母性、もとい、父性本能をくすぐられるというか——蜜美を守ってやりたくなった。
ふるふると震える小動物のようだ。
目の前のこの蜜美は。
「あ……」
響から目を背けたまま、蜜美は小さな口を開けた。
「あり、がとう」
やっとのことで、言いにくそうに、蜜美は発する。
だぼっとしたカーディガンの袖から覗く拳はぎゅっと握られていて、蜜美なりに決意をしてお礼を紡いだのかもしれない。
そして蜜美は立ちあがった。
振り返らずにドアへ行く。
「待てよ」
響は呼びとめた。
ドアノブを握る蜜美を。
「なんかあったら俺に言えよ。
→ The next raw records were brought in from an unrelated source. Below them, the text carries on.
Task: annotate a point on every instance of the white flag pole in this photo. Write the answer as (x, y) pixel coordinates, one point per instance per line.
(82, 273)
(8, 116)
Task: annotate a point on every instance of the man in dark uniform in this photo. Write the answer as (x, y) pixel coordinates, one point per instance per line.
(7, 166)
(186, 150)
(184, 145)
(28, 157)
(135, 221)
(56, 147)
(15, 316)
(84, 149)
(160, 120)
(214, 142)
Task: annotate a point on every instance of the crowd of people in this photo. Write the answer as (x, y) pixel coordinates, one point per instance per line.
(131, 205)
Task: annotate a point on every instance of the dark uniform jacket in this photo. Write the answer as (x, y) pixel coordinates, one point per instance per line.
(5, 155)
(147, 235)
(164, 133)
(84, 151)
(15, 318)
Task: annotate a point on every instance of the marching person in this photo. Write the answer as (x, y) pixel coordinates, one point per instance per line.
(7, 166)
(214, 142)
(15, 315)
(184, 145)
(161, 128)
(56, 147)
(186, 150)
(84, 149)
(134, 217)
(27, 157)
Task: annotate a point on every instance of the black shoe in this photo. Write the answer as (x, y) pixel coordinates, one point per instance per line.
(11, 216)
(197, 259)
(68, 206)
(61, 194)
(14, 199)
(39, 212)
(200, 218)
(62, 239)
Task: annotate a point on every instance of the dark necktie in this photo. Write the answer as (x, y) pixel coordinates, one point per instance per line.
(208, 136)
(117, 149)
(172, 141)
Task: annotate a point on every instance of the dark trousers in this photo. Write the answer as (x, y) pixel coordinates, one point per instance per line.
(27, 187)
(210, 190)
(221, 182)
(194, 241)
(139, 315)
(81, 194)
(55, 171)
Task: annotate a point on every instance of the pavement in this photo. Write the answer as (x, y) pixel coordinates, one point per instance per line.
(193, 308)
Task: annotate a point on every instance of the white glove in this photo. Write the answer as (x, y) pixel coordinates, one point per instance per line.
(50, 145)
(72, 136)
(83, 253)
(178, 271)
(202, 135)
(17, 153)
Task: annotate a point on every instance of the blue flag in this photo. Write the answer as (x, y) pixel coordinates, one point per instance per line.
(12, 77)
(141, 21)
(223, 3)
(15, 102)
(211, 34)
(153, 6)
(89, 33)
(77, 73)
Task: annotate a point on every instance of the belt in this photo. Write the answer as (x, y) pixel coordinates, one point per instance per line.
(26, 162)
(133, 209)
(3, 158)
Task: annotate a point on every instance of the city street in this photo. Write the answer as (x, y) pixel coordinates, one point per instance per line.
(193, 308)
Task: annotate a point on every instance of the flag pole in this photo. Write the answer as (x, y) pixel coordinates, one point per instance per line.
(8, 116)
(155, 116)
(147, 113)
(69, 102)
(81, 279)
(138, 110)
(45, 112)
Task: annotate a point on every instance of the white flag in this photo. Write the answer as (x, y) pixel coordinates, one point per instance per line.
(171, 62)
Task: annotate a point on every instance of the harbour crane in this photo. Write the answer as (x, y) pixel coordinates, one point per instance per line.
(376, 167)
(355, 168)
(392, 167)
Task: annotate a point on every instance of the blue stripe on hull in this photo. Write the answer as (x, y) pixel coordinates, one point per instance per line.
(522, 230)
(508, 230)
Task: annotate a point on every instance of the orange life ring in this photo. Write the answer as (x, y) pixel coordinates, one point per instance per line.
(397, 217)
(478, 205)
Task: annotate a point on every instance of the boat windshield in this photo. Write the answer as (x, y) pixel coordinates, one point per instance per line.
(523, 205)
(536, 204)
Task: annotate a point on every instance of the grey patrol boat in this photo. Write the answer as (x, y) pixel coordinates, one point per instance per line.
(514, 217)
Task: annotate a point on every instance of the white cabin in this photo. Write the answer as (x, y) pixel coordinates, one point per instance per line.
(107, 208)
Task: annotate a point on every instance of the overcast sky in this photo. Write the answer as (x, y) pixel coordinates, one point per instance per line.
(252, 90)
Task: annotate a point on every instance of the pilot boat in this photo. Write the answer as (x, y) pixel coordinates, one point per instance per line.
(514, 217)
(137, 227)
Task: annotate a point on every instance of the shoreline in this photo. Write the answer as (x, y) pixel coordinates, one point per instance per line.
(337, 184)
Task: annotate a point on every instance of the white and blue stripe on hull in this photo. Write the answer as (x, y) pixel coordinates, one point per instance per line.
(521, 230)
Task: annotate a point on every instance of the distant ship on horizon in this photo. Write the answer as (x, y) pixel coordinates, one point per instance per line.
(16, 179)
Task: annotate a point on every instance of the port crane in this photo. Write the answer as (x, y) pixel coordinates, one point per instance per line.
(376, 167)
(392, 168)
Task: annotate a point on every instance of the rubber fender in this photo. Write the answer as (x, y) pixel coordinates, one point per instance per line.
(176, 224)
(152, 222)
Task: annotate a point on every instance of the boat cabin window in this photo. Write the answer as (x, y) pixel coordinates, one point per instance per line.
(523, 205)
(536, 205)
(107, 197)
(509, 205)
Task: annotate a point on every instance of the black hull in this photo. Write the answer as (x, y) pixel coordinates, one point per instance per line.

また理不尽なこととか、わけわかんないことされたら、俺に言え。助けるからなっ!」
響がそう言うと、蜜美は最後に振り返ってくれた。
少年が微笑したのは、どんな意味からだったのだろう。
バタン、と扉は閉まる。
部屋を出ていってしまった蜜美が、はたしてなにかあったときに響を頼ってくるのか?
返事をせず、曖昧な笑みでごまかしたのは頼る気がないということかもしれない。
(…………まいったなー……)
響はベッドに腰かけると、蜜美が座りこんでいた床を見つめる。
蜜美が巻きこまれている事態に対してもだし、自分の胸のなかに芽生えた気持ちに対しても、困惑がとめどない。
(……可愛いって思っちまった)
泣き濡れた義弟に対して。
女の子よりも、可愛かった。
身体のわりに大きめのカーディガンがまた罪作りで、泣き濡れた瞳との相乗効果は響をみごとに打ち抜いていった。
虐められ泣いている弟を見てドキッとするなんて、不謹慎にもほどがあるだろう。
響はよこしまな感情を追い払うように、ぶんぶんと首を横に振る。
もういちどギターを持ち、旋律を奏ではじめた。